Barry and his allies regularly visit a psychiatrist, Dr. Fletcher. She maintains the hypothesis that people with multiple personalities can alter your body chemistry through autosuggestion, due to the beliefs that each of the identities maintains about their own nature. For the psychiatrist, people with DID can develop "human potential" to a much greater degree than those without the disorder.

Is the plot realistic?

Much of the features of Kevin's disorder are based on the diagnostic criteria and clinical course commonly described for dissociative identity disorder. Alternative identities begin to develop due to the physical abuse that the protagonist receives as a child on her mother's side, especially the most hostile ones, who hold a grudge against the others because they were the ones who endured the suffering during those moments.

In both post-traumatic stress disorder and DID it is common for reference to experiences of dissociation that took place at traumatic moments; This would establish the habit of using dissociative mechanisms to escape from reality in moments of intense stress. The well-known pianist James Rhodes, author of the autobiographical book "Instrumental", reports similar dissociative experiences but without the presence of multiple personalities.
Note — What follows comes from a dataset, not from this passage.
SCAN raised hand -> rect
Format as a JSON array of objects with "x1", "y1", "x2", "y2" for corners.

Kevin's personality structure is quite consistent with those of cases diagnosed as multiple personalities. The different identities are hierarchical so that some of them (or at least Barry, the dominant personality) can access the memories from the rest, while, for example, the child Hedwig is completely unaware of the thoughts of the others. the rest. These differences in access to mental contents generate the memory gaps of each of the identities.

A priori, the possibility of altering neurobiology depending on the personality state is one of the least credible aspects of the film. However, on many occasions people with multiple personalities not only affirm that their different identities have mental disorders different, as is the case of Kevin's selective OCD, but also that some may be right-handed and others left-handed, some need glasses and others do not, etc

As we said at the beginning of the article, a large number of professionals question the testimonials and studies that support these possibilities. In any case, in Multiple Shyamalan uses the disorder as an excuse to play with the boundaries between reality and fiction, as he has done throughout his filmography.
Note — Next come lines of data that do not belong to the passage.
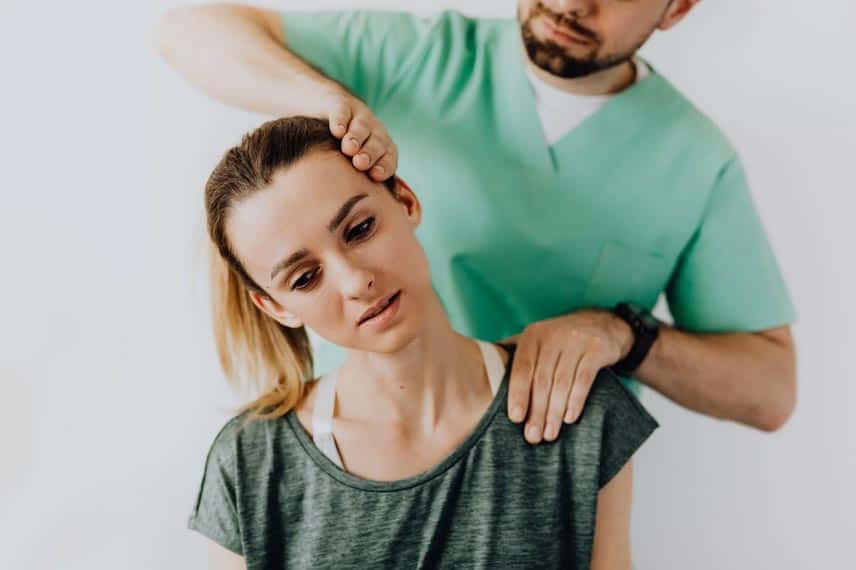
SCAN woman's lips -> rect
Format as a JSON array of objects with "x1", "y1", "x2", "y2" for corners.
[{"x1": 358, "y1": 290, "x2": 401, "y2": 330}]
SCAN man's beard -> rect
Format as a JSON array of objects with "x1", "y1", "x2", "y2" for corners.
[{"x1": 520, "y1": 2, "x2": 653, "y2": 79}]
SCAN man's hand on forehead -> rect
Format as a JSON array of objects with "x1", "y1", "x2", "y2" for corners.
[{"x1": 322, "y1": 91, "x2": 398, "y2": 182}]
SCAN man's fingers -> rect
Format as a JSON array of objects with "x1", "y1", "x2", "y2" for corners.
[
  {"x1": 370, "y1": 141, "x2": 398, "y2": 182},
  {"x1": 544, "y1": 352, "x2": 581, "y2": 441},
  {"x1": 525, "y1": 345, "x2": 559, "y2": 443},
  {"x1": 508, "y1": 338, "x2": 538, "y2": 423},
  {"x1": 565, "y1": 352, "x2": 600, "y2": 424},
  {"x1": 352, "y1": 133, "x2": 386, "y2": 170},
  {"x1": 342, "y1": 117, "x2": 371, "y2": 156},
  {"x1": 329, "y1": 102, "x2": 351, "y2": 139}
]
Controversy around multiple personality cinema

The Multiple film has been criticized by groups that work for mental health, such as the Australian association SANE, and petitions for signatures have been registered online against it. These platforms warn that Múltiple and other similar fictional products, particularly from Hollywood, are harmful to people with mental disorders complexes. They argue that people who have no more information about the disorders than what they get through movies to think that the people who suffer from them are dangerous and naturally aggressive.

Although it is convenient to know how to separate reality from fiction and understand that cinema is still entertainment, it is true that the repeated use of multiple personality disorder in horror movies has conveyed a skewed image of it – in case such an entity really exists diagnostic.